Engagement must be included as part of an e-learning strategy, according to Heather Kanuka, director of the University of Alberta's Centre for Teaching and Learning.
Speaking to physorg.com, she explained she has conducted research which shows students struggle to engage with course material if it is all presented in text.
"I did a series of studies where I looked at reflection in an online class. One of the studies was content analysis of course transcripts to see if there was evidence of reflection," Ms Kanuka said.
She noted there was little evidence of reflective engagement found in the study and said there is a need for engagement if e-learning is to be a success.

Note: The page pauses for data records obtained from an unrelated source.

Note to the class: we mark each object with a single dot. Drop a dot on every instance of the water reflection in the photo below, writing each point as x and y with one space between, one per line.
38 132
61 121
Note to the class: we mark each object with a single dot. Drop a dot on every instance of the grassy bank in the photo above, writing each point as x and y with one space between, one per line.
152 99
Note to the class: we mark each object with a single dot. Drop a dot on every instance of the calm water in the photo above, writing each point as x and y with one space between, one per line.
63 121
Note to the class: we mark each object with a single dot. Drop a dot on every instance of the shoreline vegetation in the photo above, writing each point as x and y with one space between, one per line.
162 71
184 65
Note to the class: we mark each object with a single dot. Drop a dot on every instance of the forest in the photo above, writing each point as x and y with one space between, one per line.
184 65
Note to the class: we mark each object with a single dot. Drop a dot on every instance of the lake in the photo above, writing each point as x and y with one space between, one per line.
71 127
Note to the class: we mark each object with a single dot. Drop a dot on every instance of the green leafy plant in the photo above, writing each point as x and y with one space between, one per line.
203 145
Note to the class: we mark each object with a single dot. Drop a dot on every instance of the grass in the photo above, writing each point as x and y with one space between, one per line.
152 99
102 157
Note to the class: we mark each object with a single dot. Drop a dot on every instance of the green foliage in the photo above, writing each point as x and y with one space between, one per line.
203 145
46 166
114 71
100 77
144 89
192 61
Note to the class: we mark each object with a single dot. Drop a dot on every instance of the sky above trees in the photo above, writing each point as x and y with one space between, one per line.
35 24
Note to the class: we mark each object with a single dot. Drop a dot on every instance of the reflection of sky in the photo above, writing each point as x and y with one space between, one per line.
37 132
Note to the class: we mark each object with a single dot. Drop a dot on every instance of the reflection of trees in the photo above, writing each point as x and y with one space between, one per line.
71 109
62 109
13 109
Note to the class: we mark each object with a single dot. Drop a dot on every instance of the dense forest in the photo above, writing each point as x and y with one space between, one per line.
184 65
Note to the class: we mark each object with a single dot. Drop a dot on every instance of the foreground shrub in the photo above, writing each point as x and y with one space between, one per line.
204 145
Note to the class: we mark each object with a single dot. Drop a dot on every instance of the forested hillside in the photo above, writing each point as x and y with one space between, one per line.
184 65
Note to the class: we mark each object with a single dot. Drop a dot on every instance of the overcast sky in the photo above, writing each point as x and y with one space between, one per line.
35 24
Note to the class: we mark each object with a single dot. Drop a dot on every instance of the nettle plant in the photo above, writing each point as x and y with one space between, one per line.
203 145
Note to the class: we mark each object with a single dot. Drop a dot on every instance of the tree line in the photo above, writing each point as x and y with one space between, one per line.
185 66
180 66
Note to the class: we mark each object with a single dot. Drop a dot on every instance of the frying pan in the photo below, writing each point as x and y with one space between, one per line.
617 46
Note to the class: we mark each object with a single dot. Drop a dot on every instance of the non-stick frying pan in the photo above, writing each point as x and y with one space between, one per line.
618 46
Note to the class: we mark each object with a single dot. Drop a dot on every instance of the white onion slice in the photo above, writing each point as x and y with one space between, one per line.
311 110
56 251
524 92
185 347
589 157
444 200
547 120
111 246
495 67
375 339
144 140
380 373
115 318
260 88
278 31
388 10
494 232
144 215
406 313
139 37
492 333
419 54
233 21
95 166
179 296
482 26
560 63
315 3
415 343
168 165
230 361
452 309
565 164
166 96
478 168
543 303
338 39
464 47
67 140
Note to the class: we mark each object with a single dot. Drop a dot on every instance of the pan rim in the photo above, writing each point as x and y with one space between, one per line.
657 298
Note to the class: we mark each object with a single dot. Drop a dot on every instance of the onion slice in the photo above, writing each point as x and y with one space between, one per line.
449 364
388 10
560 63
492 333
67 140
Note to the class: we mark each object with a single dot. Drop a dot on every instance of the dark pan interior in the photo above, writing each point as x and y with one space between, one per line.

Even self-directed learners need the direction in order to point them in the right way so they know what they are doing, pointed out the expert, who added discussions are an important method of reaching a higher level of learning.
Ms Kanuka said: "There is nothing about text-based, asynchronous forums that’s a discussion. At best, it is a very quick correspondence between one or more people. Can we really call that form of communication a discussion?"
She called for strategically structured activities to be included in e-learning projects, as this is a better way for students to get on track with the material.
But the specialist also highlighted the fact there is a need for a certain level of independence, as people need to be responsible for their own learning.
This comes shortly after the release of the 2011-12 eLearning Index from US higher education marketing information and technology services company EducationDynamics, which takes the guesswork out of the online education market, according to Carol Aslanian, senior vice-president of Aslanian Market Research at EducationDynamics.
The report examined over 3,400 degree programs in more than 200 institutions and the most successful were discovered to use e-learning.